Fried Chicken Pretzel Biscuits
Serves: Serves 4
For the biscuits:
  • 1 cup pretzels, ground to make ½ cup pretzel crumbs (fairly fine, sandy in texture)
  • 2 cups (300g) plain flour
  • 1½ tsp baking powder
  • pinch of baking soda
  • pinch of salt
  • 1 swtick + 5 tbsp (175g) cold butter, cubed
  • ¾ cup (185ml) buttermilk
For the chicken:
  • 4 skinless, boneless chicken thighs
  • 2 cups (500ml) buttermilk
  • 4 tsp salt
  • 3 cups (450g) plain flour
  • 2 tbsp dried thyme
  • 2 tsp smoked paprika
  • 1 tsp ground coriander
  • ½ tsp white pepper
  • Oil, for frying (I used Rice Bran Oil)
For the sauce:
  • ½ cup (125ml) maple syrup
  • 1 tbsp dijon mustard
  • Serve with pickles, hot sauce, and beer.
  1. Get started with the chicken - place the thighs into a bowl, and pour over the buttermilk and 2 tsp salt. Stir to combine, and then cover and leave to marinate for at least 30 minutes, or up to a couple hours.
  2. Preheat the oven to 200C and line a baking sheet with baking paper.
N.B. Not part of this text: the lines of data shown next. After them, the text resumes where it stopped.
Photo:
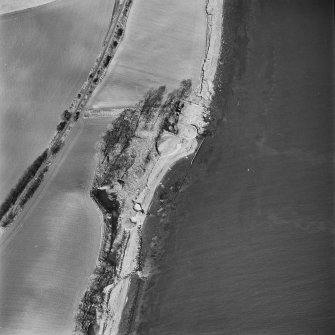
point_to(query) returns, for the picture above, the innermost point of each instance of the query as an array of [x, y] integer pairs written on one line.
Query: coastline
[[115, 312]]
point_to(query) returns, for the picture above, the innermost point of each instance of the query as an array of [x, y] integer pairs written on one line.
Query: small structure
[[138, 207]]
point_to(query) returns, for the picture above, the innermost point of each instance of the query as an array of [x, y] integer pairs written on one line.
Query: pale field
[[47, 259], [164, 44], [7, 6], [45, 56]]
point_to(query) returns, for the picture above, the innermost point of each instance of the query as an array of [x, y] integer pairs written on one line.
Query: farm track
[[119, 14]]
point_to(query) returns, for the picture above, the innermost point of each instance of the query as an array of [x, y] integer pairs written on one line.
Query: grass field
[[45, 56], [48, 257], [164, 44]]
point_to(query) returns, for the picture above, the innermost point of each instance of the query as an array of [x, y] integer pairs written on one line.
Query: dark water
[[251, 250]]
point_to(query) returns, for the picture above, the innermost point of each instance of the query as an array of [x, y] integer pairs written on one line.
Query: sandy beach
[[172, 148]]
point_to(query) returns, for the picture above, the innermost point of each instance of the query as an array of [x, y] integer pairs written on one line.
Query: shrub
[[22, 183], [61, 126], [66, 116]]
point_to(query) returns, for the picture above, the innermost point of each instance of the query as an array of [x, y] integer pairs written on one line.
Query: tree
[[66, 115]]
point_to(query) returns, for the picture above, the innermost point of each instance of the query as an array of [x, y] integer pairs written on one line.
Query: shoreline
[[114, 314]]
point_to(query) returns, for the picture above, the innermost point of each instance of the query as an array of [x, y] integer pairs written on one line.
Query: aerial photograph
[[167, 167]]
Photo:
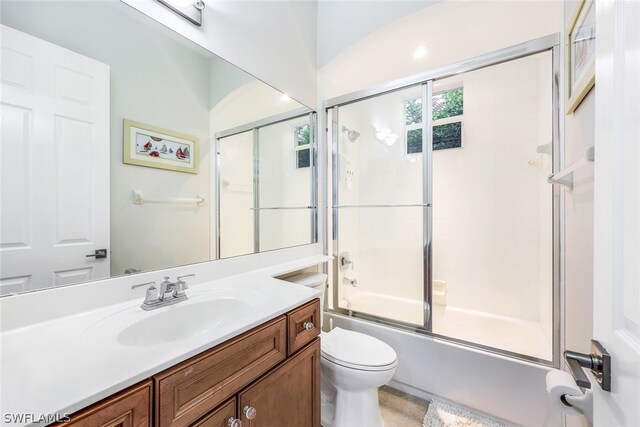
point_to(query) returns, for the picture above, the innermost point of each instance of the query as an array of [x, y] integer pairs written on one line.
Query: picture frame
[[580, 54], [154, 147]]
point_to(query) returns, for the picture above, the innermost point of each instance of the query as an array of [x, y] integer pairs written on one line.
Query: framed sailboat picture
[[146, 145]]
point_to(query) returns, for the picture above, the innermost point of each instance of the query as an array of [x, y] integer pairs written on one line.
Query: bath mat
[[445, 414]]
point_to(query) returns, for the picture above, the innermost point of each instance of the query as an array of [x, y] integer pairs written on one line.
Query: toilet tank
[[312, 280]]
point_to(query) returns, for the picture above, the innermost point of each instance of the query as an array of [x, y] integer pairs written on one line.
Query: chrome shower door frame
[[255, 127], [550, 43]]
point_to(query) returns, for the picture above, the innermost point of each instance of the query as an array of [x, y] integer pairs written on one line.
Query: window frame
[[444, 121], [298, 148]]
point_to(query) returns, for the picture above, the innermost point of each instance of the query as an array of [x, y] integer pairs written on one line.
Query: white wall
[[252, 34], [451, 31], [579, 133], [342, 23]]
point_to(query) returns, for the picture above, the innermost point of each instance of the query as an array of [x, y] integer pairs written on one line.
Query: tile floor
[[400, 409]]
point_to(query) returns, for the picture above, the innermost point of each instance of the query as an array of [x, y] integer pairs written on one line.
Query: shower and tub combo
[[444, 226]]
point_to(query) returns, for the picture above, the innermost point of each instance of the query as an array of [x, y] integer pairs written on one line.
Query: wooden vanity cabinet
[[289, 396], [129, 408], [274, 369]]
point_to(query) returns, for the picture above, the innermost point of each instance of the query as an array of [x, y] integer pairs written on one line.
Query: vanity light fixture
[[188, 9]]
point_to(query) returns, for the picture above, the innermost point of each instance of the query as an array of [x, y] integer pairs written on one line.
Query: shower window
[[448, 109]]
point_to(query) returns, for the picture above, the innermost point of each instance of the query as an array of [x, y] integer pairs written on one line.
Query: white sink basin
[[182, 321]]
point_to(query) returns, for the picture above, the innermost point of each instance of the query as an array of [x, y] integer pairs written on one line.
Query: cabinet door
[[221, 417], [287, 397], [129, 408], [193, 388]]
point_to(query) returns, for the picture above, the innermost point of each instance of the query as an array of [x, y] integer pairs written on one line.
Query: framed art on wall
[[580, 54], [150, 146]]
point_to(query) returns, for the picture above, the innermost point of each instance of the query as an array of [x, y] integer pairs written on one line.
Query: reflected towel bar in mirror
[[139, 199]]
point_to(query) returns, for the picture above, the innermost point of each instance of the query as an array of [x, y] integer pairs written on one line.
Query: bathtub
[[507, 388]]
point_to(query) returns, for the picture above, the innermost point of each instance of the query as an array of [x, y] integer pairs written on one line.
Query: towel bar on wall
[[139, 199], [564, 177]]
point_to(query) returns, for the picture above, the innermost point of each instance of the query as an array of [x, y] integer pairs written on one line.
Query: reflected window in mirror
[[302, 143], [271, 196]]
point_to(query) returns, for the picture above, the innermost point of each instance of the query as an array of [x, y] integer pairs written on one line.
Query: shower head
[[351, 134]]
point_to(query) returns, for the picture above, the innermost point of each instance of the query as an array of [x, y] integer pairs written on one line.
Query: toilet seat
[[357, 351]]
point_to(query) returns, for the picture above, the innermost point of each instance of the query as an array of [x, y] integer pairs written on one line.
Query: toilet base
[[359, 408]]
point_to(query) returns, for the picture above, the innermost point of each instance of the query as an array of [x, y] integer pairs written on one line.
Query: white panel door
[[617, 209], [54, 176]]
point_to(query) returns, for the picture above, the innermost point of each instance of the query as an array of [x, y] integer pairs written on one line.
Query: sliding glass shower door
[[266, 186], [380, 208], [443, 219]]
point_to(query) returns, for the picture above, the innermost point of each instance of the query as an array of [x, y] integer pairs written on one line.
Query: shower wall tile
[[498, 259]]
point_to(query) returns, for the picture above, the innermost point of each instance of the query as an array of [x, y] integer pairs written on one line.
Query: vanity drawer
[[220, 417], [303, 325], [191, 389]]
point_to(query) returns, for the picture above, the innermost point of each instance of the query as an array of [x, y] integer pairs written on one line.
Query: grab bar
[[565, 176], [416, 205], [282, 208]]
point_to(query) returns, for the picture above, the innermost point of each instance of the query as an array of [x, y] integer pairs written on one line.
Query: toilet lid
[[356, 350]]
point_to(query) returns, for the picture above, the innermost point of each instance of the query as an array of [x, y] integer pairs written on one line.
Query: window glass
[[448, 109], [302, 139]]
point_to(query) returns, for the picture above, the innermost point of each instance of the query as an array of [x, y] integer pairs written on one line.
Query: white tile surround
[[492, 213]]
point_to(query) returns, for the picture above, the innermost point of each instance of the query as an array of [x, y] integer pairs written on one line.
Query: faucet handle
[[181, 286], [186, 275], [143, 284]]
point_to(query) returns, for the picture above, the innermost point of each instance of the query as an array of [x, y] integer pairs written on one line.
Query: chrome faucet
[[168, 294]]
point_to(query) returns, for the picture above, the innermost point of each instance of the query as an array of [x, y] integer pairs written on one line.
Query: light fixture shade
[[191, 10]]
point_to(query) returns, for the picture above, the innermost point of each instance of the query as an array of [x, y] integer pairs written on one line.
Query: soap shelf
[[564, 177]]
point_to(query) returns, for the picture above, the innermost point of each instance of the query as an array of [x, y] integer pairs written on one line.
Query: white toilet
[[353, 365]]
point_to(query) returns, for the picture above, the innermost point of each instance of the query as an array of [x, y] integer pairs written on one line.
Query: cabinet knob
[[309, 326], [249, 412]]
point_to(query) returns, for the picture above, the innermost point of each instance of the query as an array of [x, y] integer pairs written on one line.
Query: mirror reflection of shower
[[352, 135]]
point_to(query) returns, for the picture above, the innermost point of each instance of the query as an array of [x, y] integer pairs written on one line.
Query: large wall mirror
[[128, 148]]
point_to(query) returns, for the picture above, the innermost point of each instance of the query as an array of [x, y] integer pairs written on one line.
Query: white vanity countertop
[[66, 364]]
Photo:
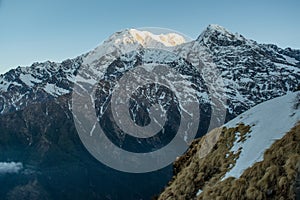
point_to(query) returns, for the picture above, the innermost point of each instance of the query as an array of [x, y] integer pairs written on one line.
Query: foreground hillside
[[254, 156]]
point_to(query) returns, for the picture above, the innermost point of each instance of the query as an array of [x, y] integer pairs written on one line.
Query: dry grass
[[272, 178], [194, 170]]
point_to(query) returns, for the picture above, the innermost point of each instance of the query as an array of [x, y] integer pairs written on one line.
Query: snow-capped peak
[[169, 39], [214, 30]]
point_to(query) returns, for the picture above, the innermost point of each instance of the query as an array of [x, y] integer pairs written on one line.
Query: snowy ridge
[[269, 121], [251, 72]]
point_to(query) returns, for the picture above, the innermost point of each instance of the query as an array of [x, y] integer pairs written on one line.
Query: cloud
[[10, 167]]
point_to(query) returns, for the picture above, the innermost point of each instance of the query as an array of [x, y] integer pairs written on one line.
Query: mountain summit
[[37, 130]]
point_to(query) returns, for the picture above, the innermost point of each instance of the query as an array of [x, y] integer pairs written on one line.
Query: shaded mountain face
[[36, 122]]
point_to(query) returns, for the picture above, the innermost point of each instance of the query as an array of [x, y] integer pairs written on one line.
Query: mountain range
[[42, 156]]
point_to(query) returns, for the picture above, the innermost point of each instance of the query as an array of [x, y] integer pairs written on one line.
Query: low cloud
[[10, 167]]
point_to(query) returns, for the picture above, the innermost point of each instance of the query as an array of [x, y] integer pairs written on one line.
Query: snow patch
[[10, 167], [269, 122]]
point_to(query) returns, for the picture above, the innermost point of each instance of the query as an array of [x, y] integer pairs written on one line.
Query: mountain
[[41, 152], [254, 156]]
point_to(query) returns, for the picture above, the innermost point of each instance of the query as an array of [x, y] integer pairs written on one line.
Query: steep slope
[[36, 122], [251, 72], [254, 156]]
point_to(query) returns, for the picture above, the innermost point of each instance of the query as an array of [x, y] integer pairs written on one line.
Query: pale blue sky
[[40, 30]]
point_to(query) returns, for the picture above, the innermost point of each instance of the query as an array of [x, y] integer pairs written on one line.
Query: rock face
[[36, 122], [271, 148]]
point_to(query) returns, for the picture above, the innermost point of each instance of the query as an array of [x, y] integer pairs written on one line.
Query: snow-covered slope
[[254, 156], [269, 122], [251, 72]]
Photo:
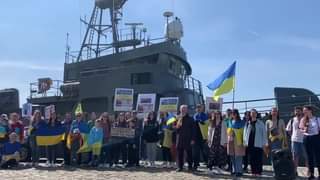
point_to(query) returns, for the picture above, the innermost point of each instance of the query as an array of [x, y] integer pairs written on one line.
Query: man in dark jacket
[[185, 137], [200, 145]]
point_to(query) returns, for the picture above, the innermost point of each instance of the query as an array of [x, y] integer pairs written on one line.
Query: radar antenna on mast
[[96, 29]]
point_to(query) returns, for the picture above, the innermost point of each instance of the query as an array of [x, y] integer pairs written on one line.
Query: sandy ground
[[25, 172]]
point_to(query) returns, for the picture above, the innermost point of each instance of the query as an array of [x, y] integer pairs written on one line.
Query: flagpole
[[233, 97], [234, 89]]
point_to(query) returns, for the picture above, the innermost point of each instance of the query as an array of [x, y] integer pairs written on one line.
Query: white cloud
[[297, 41], [27, 65]]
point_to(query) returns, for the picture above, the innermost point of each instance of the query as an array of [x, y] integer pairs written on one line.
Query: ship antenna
[[67, 55]]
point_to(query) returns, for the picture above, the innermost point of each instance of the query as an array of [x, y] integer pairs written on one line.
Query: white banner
[[146, 103], [169, 104], [212, 105], [123, 99]]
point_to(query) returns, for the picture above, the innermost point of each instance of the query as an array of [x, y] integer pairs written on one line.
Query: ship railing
[[53, 89], [266, 104]]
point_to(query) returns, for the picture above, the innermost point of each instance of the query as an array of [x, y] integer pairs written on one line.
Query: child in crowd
[[10, 152], [95, 142], [15, 125]]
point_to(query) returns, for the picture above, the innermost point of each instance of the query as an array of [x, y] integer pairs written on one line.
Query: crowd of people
[[222, 141]]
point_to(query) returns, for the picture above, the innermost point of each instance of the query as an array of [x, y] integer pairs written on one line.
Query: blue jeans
[[236, 164]]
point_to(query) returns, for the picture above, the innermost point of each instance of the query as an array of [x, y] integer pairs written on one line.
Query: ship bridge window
[[177, 68], [141, 78]]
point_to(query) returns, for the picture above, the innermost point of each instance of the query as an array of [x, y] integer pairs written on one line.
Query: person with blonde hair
[[217, 141], [10, 152], [310, 126], [185, 137]]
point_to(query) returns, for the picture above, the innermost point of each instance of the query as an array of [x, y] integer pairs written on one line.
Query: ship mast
[[96, 39]]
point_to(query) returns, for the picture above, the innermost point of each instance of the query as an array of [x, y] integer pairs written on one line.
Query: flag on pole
[[171, 119], [224, 83], [78, 109], [47, 136]]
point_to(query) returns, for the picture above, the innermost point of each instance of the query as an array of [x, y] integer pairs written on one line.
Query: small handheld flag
[[224, 83], [171, 119]]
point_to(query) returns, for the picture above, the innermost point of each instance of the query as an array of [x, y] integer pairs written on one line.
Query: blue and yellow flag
[[46, 136], [78, 109], [225, 82], [171, 119]]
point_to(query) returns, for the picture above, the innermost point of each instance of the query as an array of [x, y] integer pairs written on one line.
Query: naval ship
[[111, 57]]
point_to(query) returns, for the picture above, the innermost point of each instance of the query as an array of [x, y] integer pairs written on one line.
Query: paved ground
[[42, 173]]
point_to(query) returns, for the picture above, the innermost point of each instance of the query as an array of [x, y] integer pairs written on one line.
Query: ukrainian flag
[[46, 136], [225, 83], [78, 109], [171, 119]]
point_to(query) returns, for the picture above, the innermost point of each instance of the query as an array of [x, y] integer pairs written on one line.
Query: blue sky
[[276, 43]]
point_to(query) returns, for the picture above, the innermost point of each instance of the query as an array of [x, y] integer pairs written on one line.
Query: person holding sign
[[201, 134], [53, 123], [35, 122], [166, 139], [216, 141], [185, 137], [10, 152], [150, 136], [15, 125]]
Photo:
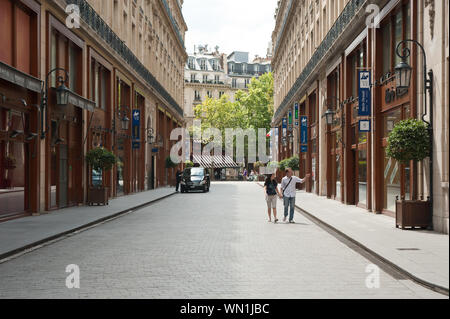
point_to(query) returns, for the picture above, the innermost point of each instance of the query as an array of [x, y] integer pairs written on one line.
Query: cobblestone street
[[196, 245]]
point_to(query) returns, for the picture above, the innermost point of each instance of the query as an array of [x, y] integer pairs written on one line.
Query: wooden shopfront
[[393, 179], [64, 124], [357, 146], [312, 156], [122, 138], [335, 144], [19, 108], [100, 75]]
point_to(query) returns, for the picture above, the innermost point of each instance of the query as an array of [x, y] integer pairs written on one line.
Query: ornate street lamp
[[150, 137], [403, 81], [62, 96], [329, 115], [403, 75], [125, 122]]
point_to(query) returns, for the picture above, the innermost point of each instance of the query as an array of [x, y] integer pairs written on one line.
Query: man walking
[[288, 189], [178, 180]]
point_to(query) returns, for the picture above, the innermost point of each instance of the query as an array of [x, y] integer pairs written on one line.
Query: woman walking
[[271, 191]]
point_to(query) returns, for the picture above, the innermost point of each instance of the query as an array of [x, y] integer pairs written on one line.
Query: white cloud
[[233, 25]]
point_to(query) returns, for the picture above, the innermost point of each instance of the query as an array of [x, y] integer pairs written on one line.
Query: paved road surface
[[214, 245]]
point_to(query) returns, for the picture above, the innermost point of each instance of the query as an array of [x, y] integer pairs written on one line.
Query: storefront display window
[[13, 166], [338, 177], [393, 175]]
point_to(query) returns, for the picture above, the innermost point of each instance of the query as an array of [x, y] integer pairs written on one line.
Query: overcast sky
[[233, 25]]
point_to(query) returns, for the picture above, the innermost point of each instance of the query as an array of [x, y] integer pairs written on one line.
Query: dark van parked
[[195, 178]]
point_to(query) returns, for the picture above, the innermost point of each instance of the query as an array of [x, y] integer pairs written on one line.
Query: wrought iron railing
[[172, 20], [338, 27], [93, 19]]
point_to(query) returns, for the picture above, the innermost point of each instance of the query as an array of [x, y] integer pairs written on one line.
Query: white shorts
[[271, 201]]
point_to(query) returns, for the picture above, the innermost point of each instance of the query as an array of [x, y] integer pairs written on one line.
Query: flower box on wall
[[98, 196], [413, 214]]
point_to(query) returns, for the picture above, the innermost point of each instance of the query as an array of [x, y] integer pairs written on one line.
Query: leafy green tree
[[409, 141], [252, 109]]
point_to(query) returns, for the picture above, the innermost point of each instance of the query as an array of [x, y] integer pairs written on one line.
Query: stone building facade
[[120, 59], [319, 46], [214, 74]]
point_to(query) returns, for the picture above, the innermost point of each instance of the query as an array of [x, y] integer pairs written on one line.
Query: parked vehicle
[[195, 178]]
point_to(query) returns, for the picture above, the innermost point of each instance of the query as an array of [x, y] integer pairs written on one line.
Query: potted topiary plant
[[410, 141], [100, 160], [9, 162], [170, 164]]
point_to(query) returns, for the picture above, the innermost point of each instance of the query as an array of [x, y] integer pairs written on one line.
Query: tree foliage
[[409, 141], [251, 109], [100, 159]]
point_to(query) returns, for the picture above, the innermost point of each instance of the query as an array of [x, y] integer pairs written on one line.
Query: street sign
[[364, 93], [364, 125]]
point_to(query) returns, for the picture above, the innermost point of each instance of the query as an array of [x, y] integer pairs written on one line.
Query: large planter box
[[413, 214], [98, 196]]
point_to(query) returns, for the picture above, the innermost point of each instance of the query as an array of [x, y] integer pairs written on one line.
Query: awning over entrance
[[216, 161]]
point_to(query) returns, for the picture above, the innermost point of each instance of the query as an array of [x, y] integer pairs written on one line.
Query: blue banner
[[136, 128], [136, 124], [303, 134], [364, 93]]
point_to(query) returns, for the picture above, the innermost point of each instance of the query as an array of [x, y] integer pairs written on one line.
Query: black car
[[195, 178]]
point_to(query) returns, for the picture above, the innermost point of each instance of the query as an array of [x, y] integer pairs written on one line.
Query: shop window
[[362, 137], [398, 34], [338, 177], [386, 40], [393, 171], [362, 176], [390, 119], [99, 84], [391, 183], [53, 59], [73, 68]]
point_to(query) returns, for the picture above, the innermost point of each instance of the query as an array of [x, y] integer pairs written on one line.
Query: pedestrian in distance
[[272, 192], [178, 178], [288, 188]]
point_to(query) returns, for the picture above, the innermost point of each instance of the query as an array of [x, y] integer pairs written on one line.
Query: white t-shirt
[[290, 190]]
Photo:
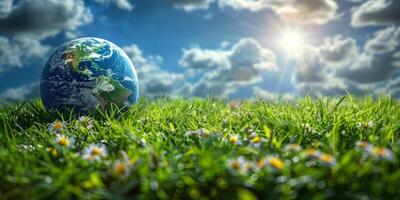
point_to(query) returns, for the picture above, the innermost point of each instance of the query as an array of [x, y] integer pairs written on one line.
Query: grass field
[[345, 148]]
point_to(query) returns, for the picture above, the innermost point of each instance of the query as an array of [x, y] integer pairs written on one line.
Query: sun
[[292, 42]]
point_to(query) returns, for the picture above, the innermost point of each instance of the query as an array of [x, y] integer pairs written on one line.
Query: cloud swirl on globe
[[88, 73]]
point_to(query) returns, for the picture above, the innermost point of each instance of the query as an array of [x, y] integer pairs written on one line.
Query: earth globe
[[86, 74]]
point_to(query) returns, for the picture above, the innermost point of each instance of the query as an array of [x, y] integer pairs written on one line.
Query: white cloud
[[338, 65], [224, 70], [152, 79], [197, 58], [295, 11], [5, 8], [191, 5], [273, 96], [376, 12], [14, 51], [46, 17], [30, 22], [20, 93]]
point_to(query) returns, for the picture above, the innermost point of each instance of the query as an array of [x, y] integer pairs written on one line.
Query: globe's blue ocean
[[88, 73]]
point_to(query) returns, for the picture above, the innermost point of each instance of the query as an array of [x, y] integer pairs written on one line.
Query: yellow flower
[[293, 147], [234, 139], [56, 126], [255, 139], [363, 145], [121, 168], [64, 141], [52, 151], [276, 163], [261, 163]]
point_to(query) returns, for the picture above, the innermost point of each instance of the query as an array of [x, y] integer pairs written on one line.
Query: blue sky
[[223, 48]]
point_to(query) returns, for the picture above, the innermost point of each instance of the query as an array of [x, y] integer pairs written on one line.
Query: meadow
[[327, 148]]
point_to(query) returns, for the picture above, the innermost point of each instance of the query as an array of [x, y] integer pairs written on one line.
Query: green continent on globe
[[88, 73], [81, 53], [108, 90]]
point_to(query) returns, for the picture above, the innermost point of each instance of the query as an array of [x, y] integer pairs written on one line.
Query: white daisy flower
[[94, 152], [240, 164], [199, 132]]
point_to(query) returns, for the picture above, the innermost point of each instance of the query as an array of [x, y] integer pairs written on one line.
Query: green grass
[[165, 157]]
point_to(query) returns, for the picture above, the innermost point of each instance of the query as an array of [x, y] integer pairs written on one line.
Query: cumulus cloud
[[295, 11], [24, 92], [14, 51], [152, 79], [5, 8], [377, 62], [339, 66], [224, 70], [45, 17], [376, 12], [30, 22], [273, 96], [197, 58], [121, 4], [191, 5]]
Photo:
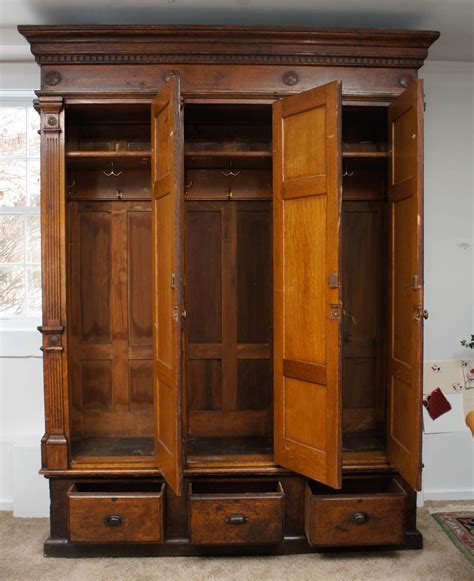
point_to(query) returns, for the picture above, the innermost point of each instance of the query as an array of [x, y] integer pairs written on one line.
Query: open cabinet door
[[405, 119], [167, 179], [307, 289]]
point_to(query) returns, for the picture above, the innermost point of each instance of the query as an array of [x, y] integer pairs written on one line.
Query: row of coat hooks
[[229, 172], [108, 173]]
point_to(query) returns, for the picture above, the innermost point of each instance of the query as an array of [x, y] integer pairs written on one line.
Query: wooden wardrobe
[[232, 222]]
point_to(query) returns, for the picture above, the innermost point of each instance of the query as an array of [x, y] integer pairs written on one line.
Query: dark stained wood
[[364, 513], [111, 517], [240, 513], [167, 240], [405, 122], [228, 322], [364, 322], [306, 255], [110, 309], [97, 83], [55, 453]]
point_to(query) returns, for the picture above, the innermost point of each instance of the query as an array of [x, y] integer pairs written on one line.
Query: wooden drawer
[[236, 512], [116, 512], [364, 512]]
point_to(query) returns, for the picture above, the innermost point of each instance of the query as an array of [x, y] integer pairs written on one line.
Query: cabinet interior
[[227, 369], [109, 282]]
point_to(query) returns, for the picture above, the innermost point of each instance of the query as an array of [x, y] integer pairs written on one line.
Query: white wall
[[449, 280]]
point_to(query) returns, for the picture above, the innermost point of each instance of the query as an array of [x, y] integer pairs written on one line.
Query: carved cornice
[[235, 59], [245, 45]]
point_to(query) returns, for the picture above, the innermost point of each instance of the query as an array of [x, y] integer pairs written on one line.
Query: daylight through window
[[20, 274]]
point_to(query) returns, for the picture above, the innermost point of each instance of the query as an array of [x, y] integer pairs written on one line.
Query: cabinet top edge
[[189, 44], [228, 33]]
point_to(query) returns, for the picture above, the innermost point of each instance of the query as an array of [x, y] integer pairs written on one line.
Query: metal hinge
[[415, 282], [335, 311], [334, 280]]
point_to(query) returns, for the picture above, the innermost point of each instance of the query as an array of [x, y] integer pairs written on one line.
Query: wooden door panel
[[307, 293], [167, 191], [406, 290]]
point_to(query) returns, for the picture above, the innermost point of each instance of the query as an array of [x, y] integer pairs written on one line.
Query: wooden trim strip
[[311, 372]]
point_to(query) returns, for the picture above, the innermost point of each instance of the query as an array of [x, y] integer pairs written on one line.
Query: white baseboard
[[448, 495]]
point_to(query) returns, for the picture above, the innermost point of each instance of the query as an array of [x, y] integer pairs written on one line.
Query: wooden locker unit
[[232, 287]]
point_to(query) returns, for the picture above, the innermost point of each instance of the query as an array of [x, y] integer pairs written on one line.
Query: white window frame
[[11, 98]]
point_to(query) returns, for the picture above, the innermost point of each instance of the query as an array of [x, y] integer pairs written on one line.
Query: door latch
[[335, 312], [420, 313]]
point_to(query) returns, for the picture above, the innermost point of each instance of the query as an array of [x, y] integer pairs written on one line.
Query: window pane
[[11, 238], [12, 183], [34, 183], [33, 238], [12, 290], [12, 131], [33, 298], [33, 137]]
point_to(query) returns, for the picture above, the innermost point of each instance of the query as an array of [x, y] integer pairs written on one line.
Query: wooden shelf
[[222, 159], [78, 154], [365, 154], [103, 159]]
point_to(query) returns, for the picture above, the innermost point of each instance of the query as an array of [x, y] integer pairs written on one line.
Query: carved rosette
[[54, 308]]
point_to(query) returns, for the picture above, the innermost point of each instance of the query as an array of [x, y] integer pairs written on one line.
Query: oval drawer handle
[[359, 518], [114, 520], [236, 519]]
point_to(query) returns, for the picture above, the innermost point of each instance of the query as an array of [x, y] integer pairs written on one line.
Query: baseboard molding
[[448, 495], [6, 505]]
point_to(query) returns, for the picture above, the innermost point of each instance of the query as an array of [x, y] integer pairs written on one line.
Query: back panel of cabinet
[[109, 281], [229, 388], [365, 267]]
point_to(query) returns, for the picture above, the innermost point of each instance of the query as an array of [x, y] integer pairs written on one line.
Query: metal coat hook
[[347, 173], [230, 171], [112, 171], [187, 186]]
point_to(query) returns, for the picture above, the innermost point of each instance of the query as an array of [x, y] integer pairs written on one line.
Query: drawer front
[[236, 519], [348, 520], [115, 518]]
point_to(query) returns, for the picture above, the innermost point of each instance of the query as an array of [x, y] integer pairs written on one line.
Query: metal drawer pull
[[359, 518], [114, 520], [236, 519]]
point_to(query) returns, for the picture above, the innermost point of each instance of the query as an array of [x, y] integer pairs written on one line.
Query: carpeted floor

  3. Place the ground pretzels, flour, baking powder, baking soda and salt into a large bowl, and add the cubes of cold butter. Working quickly, cut the butter into the flour (with two knives or a pastry cutter) until you have a slightly sandy mixture, still with plenty of big chunks of butter. Alternatively, you can do this in a food processor, pulsing to get the right texture.
  4. Add the buttermilk all at once to mixture and stir with a wooden spoon, until the mixture looks shaggy, but is coming together. Dump out onto a floured surface, and knead and pat the dough together, just until it coalesces, and then pat out into a square, just over an inch (about 1.5 inch/3cm) thick.
  5. Cut the dough into four squares, and place onto the baking sheet. Brush with a little extra buttermilk, and press a whole pretzel into the top of each (optional). Bake for 15-20 minutes, or until dark golden brown and risen.
  6. To fry the chicken, fill a cast iron skillet just under half-full with oil, and place over a medium heat. You need to be careful, because the last thing you want is for the oil to overflow - if your skillet is small, maybe choose a dutch oven instead. Either way, you want about an inch (2cm) of oil.
  7. Stir the flour, herbs, spices and remaining salt together in a shallow dish. When the oil is hot enough that a little of the flour sizzles gently if you sprinkle it in, your're ready to fry. Take a piece of chicken, dredge it thickly in the flour and place into the oil. Repeat with a second piece and cook two at a time. Cook for about 5 minutes per side, or until deep golden brown and cooked through (you may want to cut one open to check, if you're not sure). Remove the chicken to a rack to drain and set.
  8. To serve, stir together the maple syrup and mustard. Split a biscuit, and place a piece of fried chicken on the bottom half. Pour over a little maple-mustard sauce, and top with the other biscuit half. Serve with pickles, hot sauce, and beer.